Well, I thought I’d dip into the medical file and the first thing I pulled out was all about drugs. Drugs. They range from the absolutely necessary to the absolutely deadly and I thought we’d have a look, even though the first one isn’t technically a drug; it’s a vitamin.
Vitamin D surfaces as a news topic every few months. How much vitamin D does a person need? Is it possible to have too much of it? Is exposure to the sun, which is the body’s natural way of producing vitamin D, the best option? Or should you take supplements?
Anthony Norman, a distinguished professor emeritus of biochemistry and biomedical sciences and an international expert on vitamin D, says that half the people in North America and Western Europe don’t get enough vitamin D and the number is even lower in the rest of the world.

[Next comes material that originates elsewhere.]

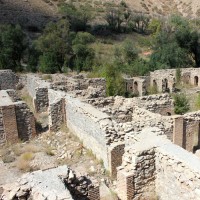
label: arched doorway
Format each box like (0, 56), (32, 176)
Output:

Currently, the recommended daily intake of vitamin D is 200 international units (IU) for people up to 50 years old; 400 IU for 51 to 70 year olds; and 600 IU for people over 70. Dr. Norman says that most scientists think that the daily intake of vitamin D should be increased to 2,000 to 4,000 IU for most adults and it’s fairly easy to get 2000 IU using a combination of sunshine, food, and vitamin supplements.
There have been several studies that show that reductions in breast cancer, colon cancer and type 1 diabetes are associated with adequate intake of vitamin D, with the positive effects usually occurring within five years of an increase in vitamin D intake.
So you might want to go outside if the sun is shining and make a little vitamin D while you finish this article because we’re now moving on to a very common drug that causes some real problems.
There’s research out of New Zealand that links the use of acetaminophen (you know it as Tylenol) to the development of asthma in teenagers and the study suggests that even monthly use of the drug in adolescents may more than double the risk of asthma compared to those who used none at all. A different study on a small population in Ethiopia examined the risk of asthma and allergies associated with acetaminophen and came up with the same results.
In an earlier study from the United States, 13 and 14-year-old children with asthma took either acetaminophen (Tylenol) or ibuprofen (Motrin) after they were sick. If the illness involved the lungs, the ones who took acetaminophen showed an increased risk of a subsequent outpatient visit for asthma.
There are a number of factors that could explain how acetaminophen increases the risk of asthma and allergy. Acetaminophen may have an inflammatory effect on the whole body that increases immune response. It could also suppress the body’s immune response to viruses like the ones that cause the common cold. This prolongs the symptoms and those symptoms are a common trigger of childhood asthma.
The researchers concluded that avoidance of acetaminophen by teens could dramatically reduce the incidence of asthma in teenagers.
Drugs. You can’t live with ‘em and you can’t live without ‘em. Learn to choose your drugs wisely!